According to Ultra Sound Money data, as of August 7, the Ethereum (ETH) network has burned over half the coins issued since the merge. Around 6.5 million ETH coins have been issued since the merge, and over 3.5 million of them have been burned.
Ethereum currently has a supply of about 120.2 million coins. And since the model is still inflationary, more coins are added every year. As of now, the network adds about 580,000 ETH each year.

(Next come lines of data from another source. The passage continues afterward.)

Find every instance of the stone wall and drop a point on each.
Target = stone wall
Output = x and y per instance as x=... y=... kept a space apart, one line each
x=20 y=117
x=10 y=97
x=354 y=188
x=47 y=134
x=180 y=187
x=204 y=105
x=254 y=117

However, the Ethereum network burns about 1.75 million ETH each year, lowering the supply by roughly 0.98%. This makes the platform somewhat deflationary because the circulating ETH amount reduces as coins get actively burned on the network.
Also Read: Ethereum: These ETH Futures ETFs Are Awaiting Approval
Presently, gas fees generated by ETH transfers and smart contract operations are the main drivers of these burns. Additionally, NFT and DeFi platforms like OpenSea and UniSwap, also play a role. Additionally, the transfer of USDT, an ERC-20 token on the ETH network, also adds to ETH burns.

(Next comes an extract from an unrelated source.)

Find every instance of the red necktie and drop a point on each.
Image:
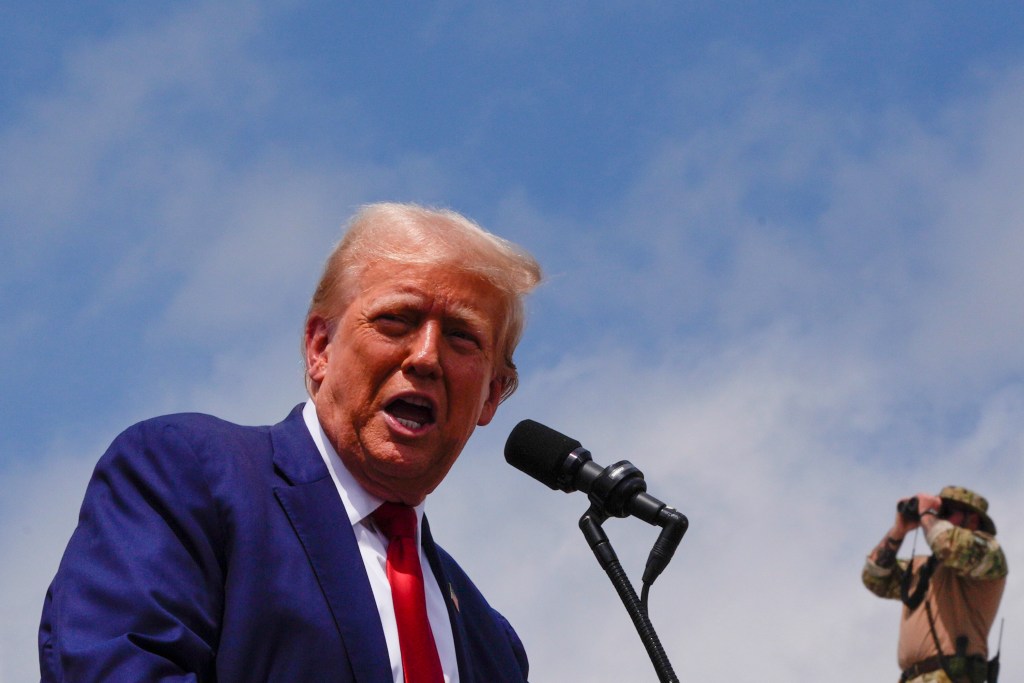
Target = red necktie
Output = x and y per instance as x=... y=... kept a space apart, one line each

Will Ethereum prices react to the burns?
So far, ETH’s prices have not heavily responded to the burns. This could be because of less demand as of now. Burns without demand will do little to push the asset’s price. However, the project’s end goal is for the burn rate to outpace the rate of issuing new coins. This would effectively turn Ethereum (ETH) deflationary.

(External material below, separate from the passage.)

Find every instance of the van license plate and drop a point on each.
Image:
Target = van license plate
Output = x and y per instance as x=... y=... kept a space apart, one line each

Also Read: How To Check An Ethereum Transaction?
Moreover, many argue that ETH has become more deflationary than Bitcoin (BTC) after the implementation of the EIP-1559 protocol. This protocol is responsible for burning a fraction of the gas fee from each transaction. However, ETH does not have a fixed cap on its supply, unlike BTC which is capped at 21 million coins. Therefore, ETH’s burn rate will have to outpace its issuance in order for it to be truly considered a deflationary asset. At press time, Ethereum was trading at $1,833.89, down by 0.2% in the last 24 hours.